CHI WO SÛ BARA, aka Bloodsucking Rose, aka Evil of Dracula
血を吸う薔薇
Année : 1974
Genre : rouge sang
Production : Toho
Réalisation : Yamamoto Michio
Avec : Kurosawa Toshio, Mochizuki Mariko, Tanaka Kunie, Kishida Shin, Sasaki Katsuhiko, Ôta Mio, Katsuragi Mika, Aramaki Keiko, Itô Yûnosuke, Agawa Yasuko, Futami Tadao, Katayama Susugu, Oguri Kazuya, Suzuki Haruo, Takei Midori


Le professeur Shiraki arrive dans un petit lycée privé pour jeunes filles, quelque peu isolé à la campagne. Il apprend très vite que l’épouse du directeur est décédée… et que son corps est conservé en attendant que son esprit revienne – comme le voudrait une coutume locale. Intrigué, Shiraki va enquêter et bientôt découvrir de terribles secrets…  Pourra-t-il au moins sauver les jeunes filles qui résident dans l’établissement ?

Avec CHI WO SÛ BARA, la Toho enfonce le clou dans le cercueil de sa trilogie vampirique en hommage aux films d’horreur occidentaux.
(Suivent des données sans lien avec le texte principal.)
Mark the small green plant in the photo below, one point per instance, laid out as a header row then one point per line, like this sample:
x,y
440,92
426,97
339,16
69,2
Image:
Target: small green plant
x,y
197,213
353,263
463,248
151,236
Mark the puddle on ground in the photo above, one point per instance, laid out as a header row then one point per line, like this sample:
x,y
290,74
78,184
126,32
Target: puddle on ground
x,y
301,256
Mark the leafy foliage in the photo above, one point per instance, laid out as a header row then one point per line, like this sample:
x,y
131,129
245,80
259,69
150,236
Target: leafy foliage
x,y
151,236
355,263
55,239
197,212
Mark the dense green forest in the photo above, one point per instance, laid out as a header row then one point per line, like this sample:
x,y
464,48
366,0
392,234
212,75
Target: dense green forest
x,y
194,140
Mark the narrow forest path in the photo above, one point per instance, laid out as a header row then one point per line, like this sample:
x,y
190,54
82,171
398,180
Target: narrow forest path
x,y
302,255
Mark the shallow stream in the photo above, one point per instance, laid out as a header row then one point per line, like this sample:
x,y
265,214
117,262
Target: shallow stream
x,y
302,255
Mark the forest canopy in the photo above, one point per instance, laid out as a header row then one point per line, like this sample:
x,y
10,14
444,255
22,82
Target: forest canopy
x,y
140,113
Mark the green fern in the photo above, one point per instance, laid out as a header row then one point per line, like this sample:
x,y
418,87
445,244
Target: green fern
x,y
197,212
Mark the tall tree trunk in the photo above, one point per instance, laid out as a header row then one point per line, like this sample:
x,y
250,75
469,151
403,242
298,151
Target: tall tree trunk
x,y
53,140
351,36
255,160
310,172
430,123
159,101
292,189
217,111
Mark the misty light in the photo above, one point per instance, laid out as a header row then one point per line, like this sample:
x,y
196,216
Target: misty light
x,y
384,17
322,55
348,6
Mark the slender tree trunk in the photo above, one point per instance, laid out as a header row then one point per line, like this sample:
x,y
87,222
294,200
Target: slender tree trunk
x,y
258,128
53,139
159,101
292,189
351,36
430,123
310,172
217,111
Une trilogie de qualité, jusque dans ses titres empreints d’une véritable poésie noire : « la poupée qui suce le sang », « l’œil suceur de sang », et enfin « la rose qui suce le sang ». Ce charme ténébreux annoncé dès le départ se retrouve dans le cœur des différents films : bien réalisés, superbement photographiés, dotés d’une atmosphère sombre et nimbée de cauchemars, aux doux relents de campagne gothique britannique – à la Hammer. Quand je dis « gothique », c’est pour jouer sur les mots. Il s’agit en fait d’une espèce de sous-genre horrifique made in Japan, lové dans les bras griffus d’une Morphée aux accents européens. Certains spécialistes vont jusqu’à classer LA FEMME DE LA PLAQUE ARGENTIQUE, de Kurosawa Kiyoshi, dans cette catégorie.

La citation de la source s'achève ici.